Several businesses either downsized or closed their doors during the fourth quarter just as the area's largest retail project in years, Hollywood & Highland, came on line. Also, a handful of dot-com companies bit the dust, causing the office market vacancy rate in Hollywood and West Hollywood to hover around 18 percent during the fourth quarter, compared with 11 percent for the like period one year ago, according to Grubb & Ellis Co.
Asking rates for Class A office space dipped to $2.50 a square foot in the fourth quarter, down five cents from a year ago.
"It was a very ugly quarter," said Rob Langer, a managing director with Meringoff Equities.
Langer remembers receiving word one day last November that Propaganda Films was suddenly shutting down and moving out of its 30,000-square-foot building even though the company only had been there for 13 months and had almost nine more years to go on its lease.
Then his company, which is the landlord for the CNN Building on Sunset Boulevard and Vine Avenue, took another hit. Priority Records, a subsidiary of Capitol/EMI, moved out of the two floors it had occupied. Then another two dot-com companies housed in the CNN Building went bankrupt, giving back 7,500 square feet of office space.
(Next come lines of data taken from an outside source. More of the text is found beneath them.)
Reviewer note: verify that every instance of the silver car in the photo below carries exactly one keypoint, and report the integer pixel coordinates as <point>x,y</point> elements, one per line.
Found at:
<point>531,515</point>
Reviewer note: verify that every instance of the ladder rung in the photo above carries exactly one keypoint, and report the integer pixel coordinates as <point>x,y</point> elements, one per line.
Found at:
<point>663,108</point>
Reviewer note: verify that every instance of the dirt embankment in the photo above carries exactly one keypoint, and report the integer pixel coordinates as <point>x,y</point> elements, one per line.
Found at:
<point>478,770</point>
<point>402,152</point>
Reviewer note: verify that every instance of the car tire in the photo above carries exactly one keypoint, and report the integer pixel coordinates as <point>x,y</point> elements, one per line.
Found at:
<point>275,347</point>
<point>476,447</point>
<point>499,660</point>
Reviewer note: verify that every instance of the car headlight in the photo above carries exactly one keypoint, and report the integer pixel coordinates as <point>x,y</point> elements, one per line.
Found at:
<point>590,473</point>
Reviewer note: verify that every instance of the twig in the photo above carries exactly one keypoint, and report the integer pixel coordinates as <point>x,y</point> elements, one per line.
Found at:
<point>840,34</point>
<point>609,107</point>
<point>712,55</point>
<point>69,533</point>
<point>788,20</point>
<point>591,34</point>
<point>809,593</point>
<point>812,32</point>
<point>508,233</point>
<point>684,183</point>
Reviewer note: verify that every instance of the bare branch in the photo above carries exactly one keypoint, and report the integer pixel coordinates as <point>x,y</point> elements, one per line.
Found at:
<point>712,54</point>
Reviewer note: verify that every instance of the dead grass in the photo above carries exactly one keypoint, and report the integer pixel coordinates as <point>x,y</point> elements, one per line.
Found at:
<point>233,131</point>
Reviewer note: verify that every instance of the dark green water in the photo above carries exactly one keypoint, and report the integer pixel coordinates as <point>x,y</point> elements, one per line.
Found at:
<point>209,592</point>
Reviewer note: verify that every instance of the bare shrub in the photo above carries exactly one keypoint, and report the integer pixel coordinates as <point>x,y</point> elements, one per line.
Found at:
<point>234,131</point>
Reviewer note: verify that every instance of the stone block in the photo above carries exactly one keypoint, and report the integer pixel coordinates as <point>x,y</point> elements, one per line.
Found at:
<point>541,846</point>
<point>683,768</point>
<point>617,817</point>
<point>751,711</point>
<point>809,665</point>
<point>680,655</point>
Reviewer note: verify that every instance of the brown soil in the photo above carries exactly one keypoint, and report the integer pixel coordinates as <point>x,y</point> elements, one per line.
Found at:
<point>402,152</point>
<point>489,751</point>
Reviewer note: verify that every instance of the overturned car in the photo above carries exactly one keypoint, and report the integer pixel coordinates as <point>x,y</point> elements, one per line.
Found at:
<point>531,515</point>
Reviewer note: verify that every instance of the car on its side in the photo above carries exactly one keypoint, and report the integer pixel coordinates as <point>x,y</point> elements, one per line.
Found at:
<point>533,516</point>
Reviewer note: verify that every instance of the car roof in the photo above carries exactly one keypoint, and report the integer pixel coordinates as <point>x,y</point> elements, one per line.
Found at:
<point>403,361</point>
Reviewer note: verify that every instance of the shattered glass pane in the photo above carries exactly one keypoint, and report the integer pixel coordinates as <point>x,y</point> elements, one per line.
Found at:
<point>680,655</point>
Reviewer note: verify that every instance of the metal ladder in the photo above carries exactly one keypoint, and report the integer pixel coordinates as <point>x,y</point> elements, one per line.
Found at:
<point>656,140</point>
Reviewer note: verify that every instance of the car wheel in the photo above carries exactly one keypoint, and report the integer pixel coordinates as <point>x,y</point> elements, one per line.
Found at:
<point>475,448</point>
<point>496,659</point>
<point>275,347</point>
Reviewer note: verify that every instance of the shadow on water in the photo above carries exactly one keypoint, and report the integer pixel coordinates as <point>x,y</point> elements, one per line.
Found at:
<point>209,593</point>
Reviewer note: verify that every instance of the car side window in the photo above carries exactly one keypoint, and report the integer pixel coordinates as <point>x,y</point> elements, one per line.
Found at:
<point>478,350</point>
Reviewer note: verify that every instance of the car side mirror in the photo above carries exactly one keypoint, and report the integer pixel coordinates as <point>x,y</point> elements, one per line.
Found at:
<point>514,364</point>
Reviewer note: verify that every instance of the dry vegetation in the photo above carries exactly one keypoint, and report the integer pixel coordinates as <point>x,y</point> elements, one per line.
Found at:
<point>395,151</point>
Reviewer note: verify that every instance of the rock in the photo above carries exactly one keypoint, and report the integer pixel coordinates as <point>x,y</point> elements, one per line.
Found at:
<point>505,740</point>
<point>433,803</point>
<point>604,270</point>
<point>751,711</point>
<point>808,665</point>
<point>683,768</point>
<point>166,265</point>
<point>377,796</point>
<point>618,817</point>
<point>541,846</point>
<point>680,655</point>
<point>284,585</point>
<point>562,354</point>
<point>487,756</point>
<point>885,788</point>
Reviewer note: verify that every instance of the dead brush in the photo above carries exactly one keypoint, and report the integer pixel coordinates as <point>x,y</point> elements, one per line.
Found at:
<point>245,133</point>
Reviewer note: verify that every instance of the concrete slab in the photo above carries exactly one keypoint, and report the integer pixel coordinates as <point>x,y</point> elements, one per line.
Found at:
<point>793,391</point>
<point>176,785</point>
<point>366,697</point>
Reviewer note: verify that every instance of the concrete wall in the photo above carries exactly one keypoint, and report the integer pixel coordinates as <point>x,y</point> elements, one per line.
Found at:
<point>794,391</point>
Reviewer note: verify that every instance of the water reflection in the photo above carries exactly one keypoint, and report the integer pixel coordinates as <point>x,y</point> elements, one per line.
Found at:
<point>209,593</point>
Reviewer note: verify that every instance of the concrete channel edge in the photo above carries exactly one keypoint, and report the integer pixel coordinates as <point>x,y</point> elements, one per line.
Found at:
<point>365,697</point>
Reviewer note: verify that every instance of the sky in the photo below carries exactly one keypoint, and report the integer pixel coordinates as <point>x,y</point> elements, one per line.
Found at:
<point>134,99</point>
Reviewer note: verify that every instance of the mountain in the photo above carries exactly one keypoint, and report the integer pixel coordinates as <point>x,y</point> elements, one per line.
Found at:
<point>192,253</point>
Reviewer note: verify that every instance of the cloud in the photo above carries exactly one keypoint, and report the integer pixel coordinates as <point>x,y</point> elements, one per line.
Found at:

David Lachoff, senior vice president with Grubb & Ellis, said the Sunset Media Tower at 6255 Sunset Blvd. has nearly a 70 percent vacancy rate.
"Hollywood still has some stigmas about it," he explained, noting that the on and off-ramps to the Hollywood Freeway are difficult to negotiate and some people believe the area is still unsafe.
But brokers and developers believe that things will get better as more retail and entertaiment projects come on line. "Hollywood & Highland will help," Lachoff said.